La schizophrénie se manifeste par la désintégration de la personnalité et la perte de contact avec la réalité, doublée d'une paranoïa aiguë. Ça n'est pas moi qui le dis, c'est Docteur Schtroumpf !
Et voilà qu'on s'organise des festivités à tout-va, ballon rond et carré, danse du ventre et du dos plein la clavicule, congrès pipeaux congratulants, manifestations culturalo-cucul la praline, et cetera jusqu'à plus soif de la révolution tarte à la crème.
Et tout ça se déploie en-même-temps (concept emprunté au bourge de mes deux), la parano toute où un mot déplacé d'un poil de chèvre on sort de ses gonds, et vas-y qu'on incarcère, qu'on bafoue la loi sur laquelle on s'asseoit trois-fesses-au-complet.
Que voulez-vous, on est atteint d'une addiction à la suspicion, parano ma mère.
Chaque jour on teste le degré de résilience du bon peuple qu'on muselle serré en poussant davantage le bouchon dans sa gorge jaseuse : khkhkh ! Khkhkh ! Ah ça parle encore ? Tiens ! Fiente d'Adam, et on lui enfonce la chose plus profond qu'il n'est admis.
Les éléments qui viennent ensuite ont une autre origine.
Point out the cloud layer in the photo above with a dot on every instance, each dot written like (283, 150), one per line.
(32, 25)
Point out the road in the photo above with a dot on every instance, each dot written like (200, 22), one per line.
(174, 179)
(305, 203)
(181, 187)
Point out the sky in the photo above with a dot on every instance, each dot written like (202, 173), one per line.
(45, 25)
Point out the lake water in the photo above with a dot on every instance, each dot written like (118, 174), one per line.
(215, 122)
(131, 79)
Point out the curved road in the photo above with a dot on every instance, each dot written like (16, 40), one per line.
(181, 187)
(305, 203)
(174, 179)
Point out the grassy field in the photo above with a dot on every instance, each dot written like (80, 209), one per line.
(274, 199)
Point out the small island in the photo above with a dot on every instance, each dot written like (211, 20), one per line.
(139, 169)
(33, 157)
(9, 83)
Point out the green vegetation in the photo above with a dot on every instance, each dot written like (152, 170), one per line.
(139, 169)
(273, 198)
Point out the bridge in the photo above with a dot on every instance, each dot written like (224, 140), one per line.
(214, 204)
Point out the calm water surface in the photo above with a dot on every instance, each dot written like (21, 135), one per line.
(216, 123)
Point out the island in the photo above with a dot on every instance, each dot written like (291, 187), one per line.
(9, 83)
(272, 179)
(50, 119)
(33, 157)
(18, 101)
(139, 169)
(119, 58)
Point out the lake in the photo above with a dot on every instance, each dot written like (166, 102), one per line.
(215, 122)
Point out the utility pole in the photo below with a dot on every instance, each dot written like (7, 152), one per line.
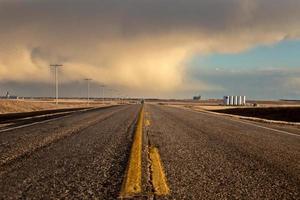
(88, 89)
(102, 86)
(56, 80)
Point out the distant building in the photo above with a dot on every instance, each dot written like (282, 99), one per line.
(197, 98)
(8, 96)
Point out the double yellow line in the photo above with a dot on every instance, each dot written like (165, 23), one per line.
(132, 184)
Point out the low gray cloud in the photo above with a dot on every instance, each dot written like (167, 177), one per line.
(141, 45)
Là, actuellement, on est bien inspiré, on s'attaque à la LADDH (la makisto-marocano-sionistotoz).
Et toute l'Algérie (quasi) suit le tempo de ce en-même-temps, en se regardant de travers et à l'envers.
On attend quelque temps encore, patience, on fignole le projet de fermer les poulaillers caqueteurs infestés d'oeufs qui refusent d'éclore dans la paille.
Que fera le peuple dans ce cas ? Aller se faire cuire un oeuf.
Schizo, vous avez dit ? Mandat de dépôt illico !!!
Tahya d-djadja-yer !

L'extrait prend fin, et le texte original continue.